The Society for Endocrinology (SfE) and the British Thyroid Association (BTA) have issued a joint statement on the findings of a recent study published in JAMA Internal Medicine, which suggested an increased risk for cancer mortality with radioactive iodine (RAI) therapy.
The study by Kitahara et al reported a statistically positive association of RAI with an increased risk for death from solid cancers in patient with hyperthyroidism, with a relative risk (RR) of solid cancer mortality at 100-mGy dose to the stomach being 1.06 (95% CI, 1.02-1.10; P=.002) and the RR for mortality with female breast cancer was 1.12 (95% CI, 1.003-1.32; P=.04) with 100-mGy dose to the breast. For every 1000 patients receiving typical doses to the stomach (150-250 mGy), Kitahara et al estimated the lifetime excess could be 19-32 solid cancer deaths.
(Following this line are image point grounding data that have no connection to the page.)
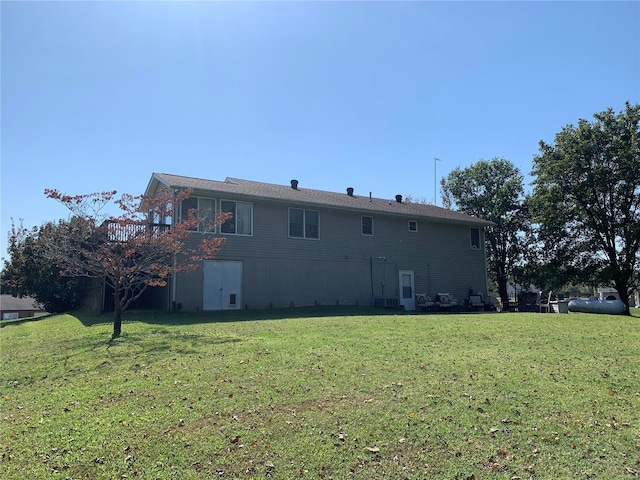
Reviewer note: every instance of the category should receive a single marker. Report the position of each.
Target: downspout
(486, 278)
(371, 276)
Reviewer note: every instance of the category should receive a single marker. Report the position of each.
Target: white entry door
(222, 289)
(407, 297)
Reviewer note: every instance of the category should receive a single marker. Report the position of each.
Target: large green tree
(586, 200)
(29, 272)
(493, 190)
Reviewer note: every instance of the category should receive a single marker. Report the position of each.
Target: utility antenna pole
(435, 180)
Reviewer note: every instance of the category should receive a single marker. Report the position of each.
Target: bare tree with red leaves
(135, 249)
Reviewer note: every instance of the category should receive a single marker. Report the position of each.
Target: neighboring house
(287, 245)
(13, 307)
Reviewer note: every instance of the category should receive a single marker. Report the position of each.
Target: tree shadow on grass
(166, 340)
(226, 316)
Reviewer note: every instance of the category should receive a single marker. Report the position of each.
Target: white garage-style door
(222, 285)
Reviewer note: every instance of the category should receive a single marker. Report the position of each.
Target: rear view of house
(287, 245)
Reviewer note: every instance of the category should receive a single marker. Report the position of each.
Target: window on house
(205, 210)
(475, 238)
(304, 223)
(367, 225)
(187, 204)
(241, 223)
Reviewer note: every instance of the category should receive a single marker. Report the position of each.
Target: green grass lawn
(328, 393)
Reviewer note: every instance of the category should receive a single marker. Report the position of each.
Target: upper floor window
(205, 209)
(475, 238)
(304, 223)
(367, 225)
(241, 223)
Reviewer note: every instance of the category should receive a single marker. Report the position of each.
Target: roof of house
(15, 304)
(287, 193)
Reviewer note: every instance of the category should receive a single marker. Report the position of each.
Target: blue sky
(98, 95)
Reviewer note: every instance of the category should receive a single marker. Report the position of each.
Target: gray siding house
(288, 245)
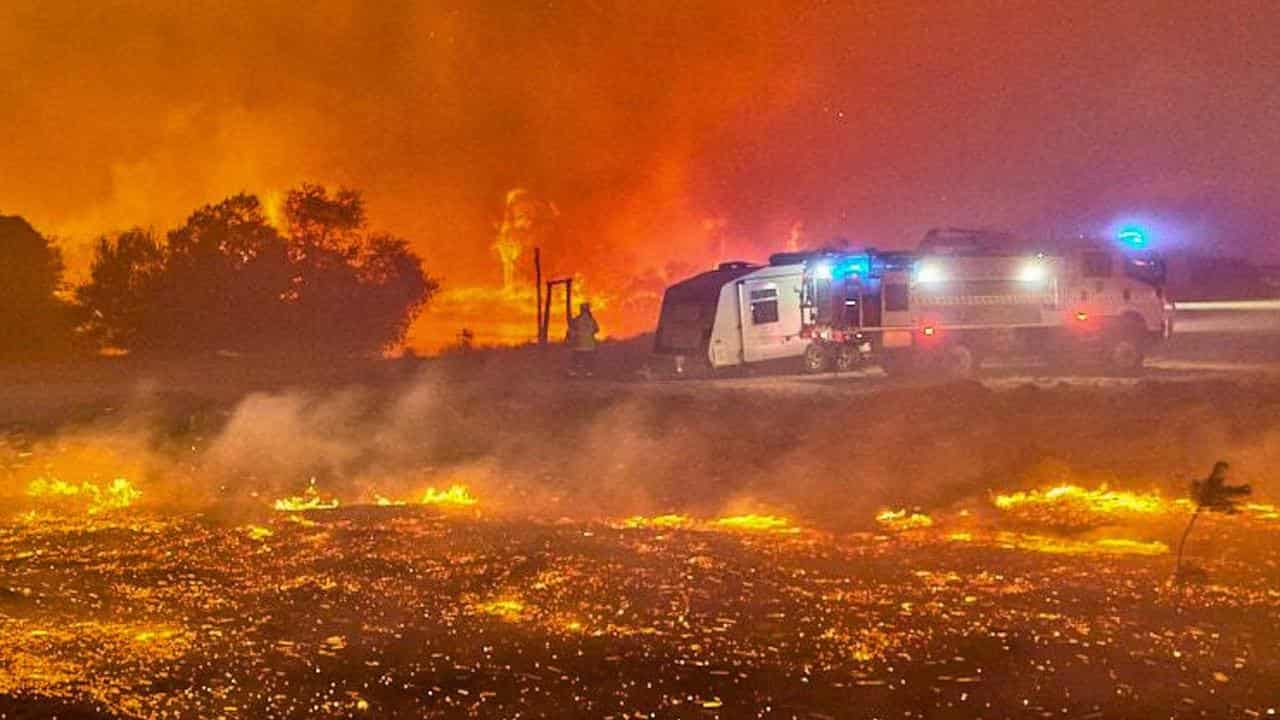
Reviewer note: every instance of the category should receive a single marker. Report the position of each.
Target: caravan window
(764, 306)
(896, 297)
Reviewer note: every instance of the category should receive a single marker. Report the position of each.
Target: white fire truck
(968, 295)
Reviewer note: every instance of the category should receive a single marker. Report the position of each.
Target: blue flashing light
(1133, 237)
(855, 265)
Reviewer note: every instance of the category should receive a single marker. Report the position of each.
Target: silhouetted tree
(227, 273)
(120, 299)
(33, 320)
(227, 279)
(353, 291)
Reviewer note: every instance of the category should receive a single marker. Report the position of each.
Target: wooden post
(547, 309)
(568, 300)
(538, 304)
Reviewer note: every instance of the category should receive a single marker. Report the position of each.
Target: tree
(352, 291)
(119, 301)
(227, 272)
(33, 320)
(227, 279)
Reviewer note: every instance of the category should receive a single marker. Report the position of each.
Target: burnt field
(453, 545)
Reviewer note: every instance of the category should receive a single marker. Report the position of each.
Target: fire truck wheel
(816, 359)
(1125, 354)
(846, 359)
(897, 363)
(960, 360)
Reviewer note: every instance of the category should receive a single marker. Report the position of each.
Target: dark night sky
(661, 131)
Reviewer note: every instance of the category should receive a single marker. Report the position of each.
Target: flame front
(309, 500)
(757, 523)
(903, 520)
(117, 495)
(457, 496)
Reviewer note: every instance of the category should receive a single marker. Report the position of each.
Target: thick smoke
(528, 443)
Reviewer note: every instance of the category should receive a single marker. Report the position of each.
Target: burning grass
(1070, 506)
(309, 500)
(87, 496)
(455, 496)
(900, 520)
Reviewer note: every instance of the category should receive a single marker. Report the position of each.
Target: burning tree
(1212, 493)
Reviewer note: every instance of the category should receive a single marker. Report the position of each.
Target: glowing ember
(1074, 506)
(903, 520)
(670, 522)
(309, 500)
(507, 609)
(1262, 510)
(117, 495)
(455, 496)
(757, 523)
(257, 532)
(1061, 546)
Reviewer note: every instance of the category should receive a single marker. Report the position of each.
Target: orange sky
(666, 133)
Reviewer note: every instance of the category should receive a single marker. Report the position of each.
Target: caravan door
(771, 317)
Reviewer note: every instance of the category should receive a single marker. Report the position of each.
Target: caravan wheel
(846, 359)
(816, 359)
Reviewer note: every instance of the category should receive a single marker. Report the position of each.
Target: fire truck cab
(968, 295)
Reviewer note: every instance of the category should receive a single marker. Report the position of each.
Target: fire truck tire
(1124, 349)
(817, 359)
(1124, 354)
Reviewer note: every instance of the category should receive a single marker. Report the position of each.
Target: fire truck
(964, 296)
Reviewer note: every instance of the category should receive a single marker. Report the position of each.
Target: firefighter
(1214, 493)
(581, 338)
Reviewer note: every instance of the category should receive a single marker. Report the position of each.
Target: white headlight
(1032, 273)
(929, 273)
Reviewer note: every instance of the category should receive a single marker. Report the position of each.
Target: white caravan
(736, 314)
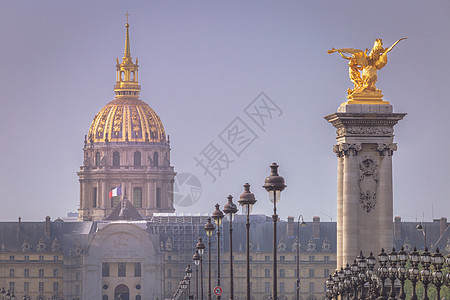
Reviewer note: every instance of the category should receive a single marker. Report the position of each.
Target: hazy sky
(201, 64)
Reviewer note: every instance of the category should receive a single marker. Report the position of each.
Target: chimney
(290, 227)
(47, 226)
(316, 227)
(443, 225)
(397, 228)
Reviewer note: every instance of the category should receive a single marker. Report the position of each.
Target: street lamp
(201, 248)
(188, 271)
(247, 200)
(187, 281)
(230, 210)
(274, 185)
(218, 216)
(302, 224)
(209, 228)
(422, 228)
(196, 258)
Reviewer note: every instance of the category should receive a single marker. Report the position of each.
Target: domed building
(126, 148)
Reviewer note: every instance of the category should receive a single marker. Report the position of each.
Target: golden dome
(123, 120)
(127, 118)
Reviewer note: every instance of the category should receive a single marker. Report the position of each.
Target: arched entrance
(121, 292)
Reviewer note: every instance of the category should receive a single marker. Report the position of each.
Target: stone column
(340, 170)
(364, 192)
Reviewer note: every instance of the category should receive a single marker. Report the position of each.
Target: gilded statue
(362, 67)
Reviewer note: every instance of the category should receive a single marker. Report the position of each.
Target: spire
(127, 52)
(127, 84)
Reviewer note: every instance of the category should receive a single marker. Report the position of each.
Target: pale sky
(201, 64)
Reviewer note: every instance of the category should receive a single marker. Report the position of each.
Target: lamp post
(230, 210)
(274, 185)
(209, 228)
(437, 275)
(247, 200)
(302, 224)
(187, 281)
(218, 216)
(196, 258)
(422, 228)
(201, 249)
(414, 272)
(188, 271)
(425, 273)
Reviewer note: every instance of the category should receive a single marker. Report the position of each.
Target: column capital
(387, 149)
(346, 149)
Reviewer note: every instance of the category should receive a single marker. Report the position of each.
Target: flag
(115, 192)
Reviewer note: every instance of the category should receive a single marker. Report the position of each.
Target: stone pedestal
(365, 145)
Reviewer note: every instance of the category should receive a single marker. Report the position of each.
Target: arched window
(116, 159)
(137, 159)
(155, 159)
(137, 197)
(97, 158)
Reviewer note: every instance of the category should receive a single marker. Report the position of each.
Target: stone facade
(365, 145)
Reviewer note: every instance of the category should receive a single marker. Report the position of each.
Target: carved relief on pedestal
(326, 245)
(365, 130)
(311, 245)
(41, 245)
(346, 149)
(368, 182)
(387, 149)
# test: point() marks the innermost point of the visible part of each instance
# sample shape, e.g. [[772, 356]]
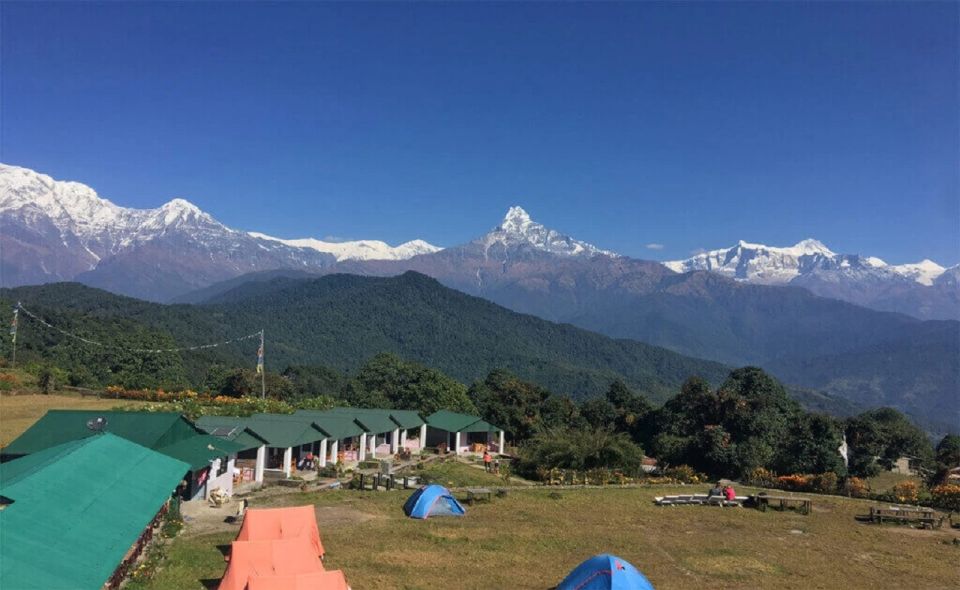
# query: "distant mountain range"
[[751, 304], [340, 321], [925, 290]]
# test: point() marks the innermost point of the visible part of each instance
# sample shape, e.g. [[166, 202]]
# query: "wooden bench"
[[925, 517], [698, 500], [802, 505], [479, 495]]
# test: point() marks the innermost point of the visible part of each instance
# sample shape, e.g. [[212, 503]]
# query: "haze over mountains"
[[751, 304]]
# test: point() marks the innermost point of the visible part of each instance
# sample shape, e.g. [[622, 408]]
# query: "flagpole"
[[16, 313], [263, 371]]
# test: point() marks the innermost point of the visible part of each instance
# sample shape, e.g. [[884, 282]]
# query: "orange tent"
[[253, 559], [268, 524], [333, 580]]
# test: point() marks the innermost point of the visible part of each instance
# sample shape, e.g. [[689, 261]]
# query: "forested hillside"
[[337, 321]]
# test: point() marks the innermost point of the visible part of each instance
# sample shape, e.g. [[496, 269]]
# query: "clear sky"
[[685, 125]]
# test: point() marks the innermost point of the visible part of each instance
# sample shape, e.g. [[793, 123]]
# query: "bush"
[[684, 474], [762, 478], [825, 483], [946, 496], [856, 487], [906, 492], [795, 482]]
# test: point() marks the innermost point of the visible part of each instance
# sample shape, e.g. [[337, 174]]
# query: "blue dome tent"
[[432, 500], [605, 572]]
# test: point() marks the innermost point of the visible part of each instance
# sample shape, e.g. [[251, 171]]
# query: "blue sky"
[[687, 125]]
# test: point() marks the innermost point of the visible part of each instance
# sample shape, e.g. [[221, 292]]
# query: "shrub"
[[684, 474], [825, 483], [906, 491], [946, 496], [762, 478], [796, 482]]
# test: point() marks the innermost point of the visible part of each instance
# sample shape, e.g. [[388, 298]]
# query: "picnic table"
[[803, 505], [926, 517], [479, 494]]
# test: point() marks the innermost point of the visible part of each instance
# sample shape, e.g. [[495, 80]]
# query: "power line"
[[30, 314]]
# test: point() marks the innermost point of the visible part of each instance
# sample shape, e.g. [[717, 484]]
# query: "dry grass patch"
[[19, 412], [530, 540]]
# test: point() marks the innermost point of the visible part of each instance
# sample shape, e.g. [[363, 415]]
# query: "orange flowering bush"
[[906, 491], [946, 496]]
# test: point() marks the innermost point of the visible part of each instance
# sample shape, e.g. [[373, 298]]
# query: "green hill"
[[337, 321]]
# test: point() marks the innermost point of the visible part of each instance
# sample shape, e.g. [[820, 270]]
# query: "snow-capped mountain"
[[358, 249], [518, 230], [57, 231], [914, 289]]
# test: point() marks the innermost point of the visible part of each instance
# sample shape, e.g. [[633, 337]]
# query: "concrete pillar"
[[261, 463], [231, 463]]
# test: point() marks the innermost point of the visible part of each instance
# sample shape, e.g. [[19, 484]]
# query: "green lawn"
[[532, 537]]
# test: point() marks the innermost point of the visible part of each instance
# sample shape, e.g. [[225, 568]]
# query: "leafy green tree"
[[386, 378], [582, 450], [599, 413], [877, 438], [510, 403], [558, 412]]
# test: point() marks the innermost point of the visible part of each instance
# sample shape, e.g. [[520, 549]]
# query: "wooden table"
[[803, 505], [479, 494]]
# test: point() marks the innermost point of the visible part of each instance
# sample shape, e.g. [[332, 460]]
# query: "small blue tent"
[[605, 572], [432, 500]]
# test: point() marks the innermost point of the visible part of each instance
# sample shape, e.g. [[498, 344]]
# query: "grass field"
[[532, 537], [19, 412]]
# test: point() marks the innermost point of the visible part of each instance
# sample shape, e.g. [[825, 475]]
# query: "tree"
[[388, 379], [582, 449], [877, 438], [598, 412]]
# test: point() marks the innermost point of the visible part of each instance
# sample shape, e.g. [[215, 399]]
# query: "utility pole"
[[263, 370], [13, 334]]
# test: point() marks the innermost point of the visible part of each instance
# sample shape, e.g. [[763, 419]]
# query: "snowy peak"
[[924, 272], [773, 265], [357, 249], [518, 230]]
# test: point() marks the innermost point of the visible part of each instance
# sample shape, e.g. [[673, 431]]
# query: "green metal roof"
[[196, 450], [407, 418], [233, 429], [336, 427], [372, 422], [77, 508], [457, 422], [150, 429], [285, 430]]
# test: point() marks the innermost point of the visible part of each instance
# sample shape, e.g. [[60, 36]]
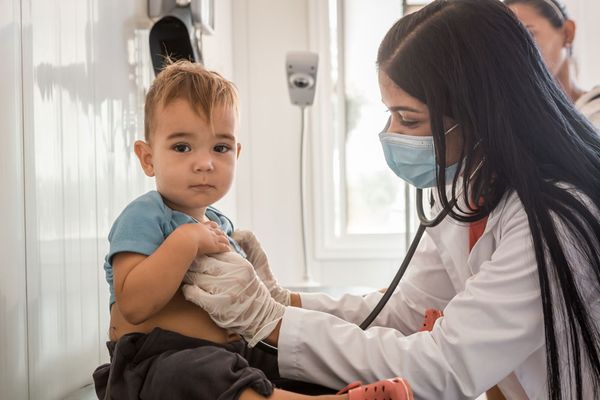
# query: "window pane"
[[375, 196]]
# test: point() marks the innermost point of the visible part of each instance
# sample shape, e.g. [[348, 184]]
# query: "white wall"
[[268, 173], [268, 177], [13, 317], [71, 105]]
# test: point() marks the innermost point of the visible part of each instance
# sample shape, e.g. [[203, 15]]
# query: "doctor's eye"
[[222, 148], [405, 122], [182, 148]]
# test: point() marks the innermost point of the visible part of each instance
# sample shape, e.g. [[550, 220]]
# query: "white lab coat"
[[492, 329]]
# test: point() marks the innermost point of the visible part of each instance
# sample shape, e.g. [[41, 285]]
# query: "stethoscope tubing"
[[424, 223]]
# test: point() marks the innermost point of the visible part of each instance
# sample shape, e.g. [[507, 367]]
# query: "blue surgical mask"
[[412, 158]]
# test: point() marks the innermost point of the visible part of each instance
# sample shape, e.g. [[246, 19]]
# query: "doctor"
[[521, 304]]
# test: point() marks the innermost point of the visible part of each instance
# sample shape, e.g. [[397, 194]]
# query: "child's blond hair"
[[203, 89]]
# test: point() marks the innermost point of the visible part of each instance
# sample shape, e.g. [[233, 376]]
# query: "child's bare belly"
[[179, 315]]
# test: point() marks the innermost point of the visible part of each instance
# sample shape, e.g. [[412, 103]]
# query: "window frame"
[[327, 183]]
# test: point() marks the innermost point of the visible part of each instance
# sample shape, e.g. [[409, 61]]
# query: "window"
[[363, 210]]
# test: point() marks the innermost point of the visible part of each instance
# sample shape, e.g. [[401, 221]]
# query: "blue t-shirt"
[[145, 223]]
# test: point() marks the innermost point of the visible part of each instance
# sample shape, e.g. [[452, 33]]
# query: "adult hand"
[[257, 257], [226, 286]]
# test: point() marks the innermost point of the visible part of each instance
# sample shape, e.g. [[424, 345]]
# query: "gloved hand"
[[226, 286], [259, 261]]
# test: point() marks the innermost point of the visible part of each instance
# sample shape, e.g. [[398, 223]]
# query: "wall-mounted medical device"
[[173, 34], [301, 69]]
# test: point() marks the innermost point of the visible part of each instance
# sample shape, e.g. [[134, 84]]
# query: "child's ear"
[[144, 153]]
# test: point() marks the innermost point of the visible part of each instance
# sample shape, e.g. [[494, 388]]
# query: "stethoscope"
[[424, 223]]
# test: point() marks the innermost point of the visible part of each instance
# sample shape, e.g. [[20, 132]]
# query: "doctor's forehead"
[[396, 99]]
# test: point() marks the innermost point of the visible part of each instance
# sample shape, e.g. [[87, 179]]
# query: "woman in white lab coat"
[[522, 308]]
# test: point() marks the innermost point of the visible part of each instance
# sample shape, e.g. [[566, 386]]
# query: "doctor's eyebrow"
[[403, 108]]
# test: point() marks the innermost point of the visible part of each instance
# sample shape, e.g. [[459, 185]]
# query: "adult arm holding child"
[[145, 284]]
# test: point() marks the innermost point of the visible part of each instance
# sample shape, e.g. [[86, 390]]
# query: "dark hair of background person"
[[472, 61]]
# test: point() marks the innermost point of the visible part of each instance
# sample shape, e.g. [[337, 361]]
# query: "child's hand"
[[207, 237]]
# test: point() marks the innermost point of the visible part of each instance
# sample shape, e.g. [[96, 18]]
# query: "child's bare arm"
[[145, 284]]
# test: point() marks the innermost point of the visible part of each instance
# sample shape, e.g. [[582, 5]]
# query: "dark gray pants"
[[166, 365]]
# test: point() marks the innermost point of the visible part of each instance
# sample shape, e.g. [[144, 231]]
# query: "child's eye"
[[222, 148], [182, 148]]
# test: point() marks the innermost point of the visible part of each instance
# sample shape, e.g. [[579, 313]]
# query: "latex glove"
[[226, 286], [259, 261]]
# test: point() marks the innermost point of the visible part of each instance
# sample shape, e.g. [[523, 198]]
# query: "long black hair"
[[472, 61], [552, 10]]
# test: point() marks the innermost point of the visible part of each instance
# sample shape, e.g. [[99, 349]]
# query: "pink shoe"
[[387, 389]]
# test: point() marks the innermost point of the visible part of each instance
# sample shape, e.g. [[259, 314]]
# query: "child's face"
[[193, 164]]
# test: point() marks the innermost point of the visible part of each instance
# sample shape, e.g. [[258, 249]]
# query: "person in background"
[[554, 33], [513, 269]]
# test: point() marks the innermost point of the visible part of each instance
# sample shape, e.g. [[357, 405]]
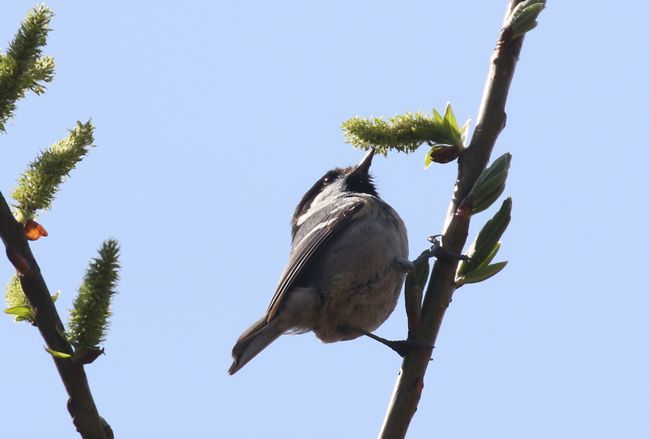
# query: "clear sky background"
[[213, 118]]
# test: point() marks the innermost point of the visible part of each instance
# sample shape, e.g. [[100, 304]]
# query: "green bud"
[[490, 184], [524, 15], [486, 245]]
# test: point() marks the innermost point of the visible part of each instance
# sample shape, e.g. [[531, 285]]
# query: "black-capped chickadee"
[[345, 271]]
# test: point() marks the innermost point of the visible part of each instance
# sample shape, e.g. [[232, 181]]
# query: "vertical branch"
[[80, 404], [491, 120]]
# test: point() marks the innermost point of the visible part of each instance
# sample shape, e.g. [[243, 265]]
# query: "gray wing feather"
[[306, 249]]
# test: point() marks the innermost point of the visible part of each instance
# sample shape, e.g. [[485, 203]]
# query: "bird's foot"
[[439, 252], [402, 347]]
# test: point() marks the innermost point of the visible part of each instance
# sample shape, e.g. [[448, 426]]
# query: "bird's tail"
[[252, 342]]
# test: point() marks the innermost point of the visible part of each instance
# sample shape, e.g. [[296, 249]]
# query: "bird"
[[346, 267]]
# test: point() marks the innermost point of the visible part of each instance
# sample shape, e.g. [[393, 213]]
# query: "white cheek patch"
[[320, 201]]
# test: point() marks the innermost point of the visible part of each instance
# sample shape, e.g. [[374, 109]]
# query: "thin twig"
[[491, 120], [80, 404]]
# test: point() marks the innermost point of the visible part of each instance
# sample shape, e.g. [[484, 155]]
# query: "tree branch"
[[491, 120], [80, 404]]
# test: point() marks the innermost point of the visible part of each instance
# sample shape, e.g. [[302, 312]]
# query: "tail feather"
[[252, 342]]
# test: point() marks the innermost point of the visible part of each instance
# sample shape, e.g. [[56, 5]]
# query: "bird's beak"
[[364, 165]]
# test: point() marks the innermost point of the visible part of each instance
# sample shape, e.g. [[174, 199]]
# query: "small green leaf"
[[450, 118], [481, 274], [490, 184], [57, 354], [21, 312], [483, 247]]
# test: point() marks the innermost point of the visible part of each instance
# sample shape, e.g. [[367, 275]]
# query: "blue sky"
[[212, 120]]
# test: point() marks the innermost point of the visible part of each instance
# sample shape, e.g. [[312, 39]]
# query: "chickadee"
[[346, 267]]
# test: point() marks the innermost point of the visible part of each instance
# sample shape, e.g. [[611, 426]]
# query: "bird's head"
[[335, 183]]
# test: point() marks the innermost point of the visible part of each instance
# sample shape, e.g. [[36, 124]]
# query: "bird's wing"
[[308, 247]]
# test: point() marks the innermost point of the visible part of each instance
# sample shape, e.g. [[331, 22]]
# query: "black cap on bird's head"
[[354, 179]]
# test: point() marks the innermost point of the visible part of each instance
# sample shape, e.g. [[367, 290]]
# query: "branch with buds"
[[23, 68], [477, 188]]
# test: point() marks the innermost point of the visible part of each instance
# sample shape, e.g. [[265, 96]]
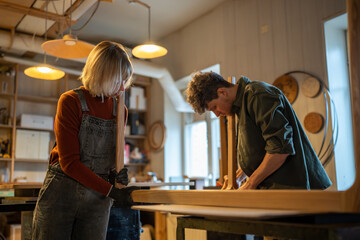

The study has generated considerable concern and debate since it was published in July.
Now, in a statement published in Clinical Endocrinology, the SfE and the BTA have cautioned that the results need to be interpreted with caution because of the modest RRs and several failings in the design of the trial. They point out that a control cohort with hyperthyroidism was not included and say important confounders, such as smoking and obesity, were omitted. Furthermore, they say, the model used to calculate absorbed RAI has not been validated.
“It would be unfortunate if patients were deprived of the option of rapid, effective control of their hyperthyroidism with radioiodine, due to concerns of cancer risk. Overall, on the basis that current evidence shows no excess cancer risk, it would be reasonable to continue with current approaches to the management of hyperthyroidism, whilst further, appropriately controlled studies are undertaken,” the statement says.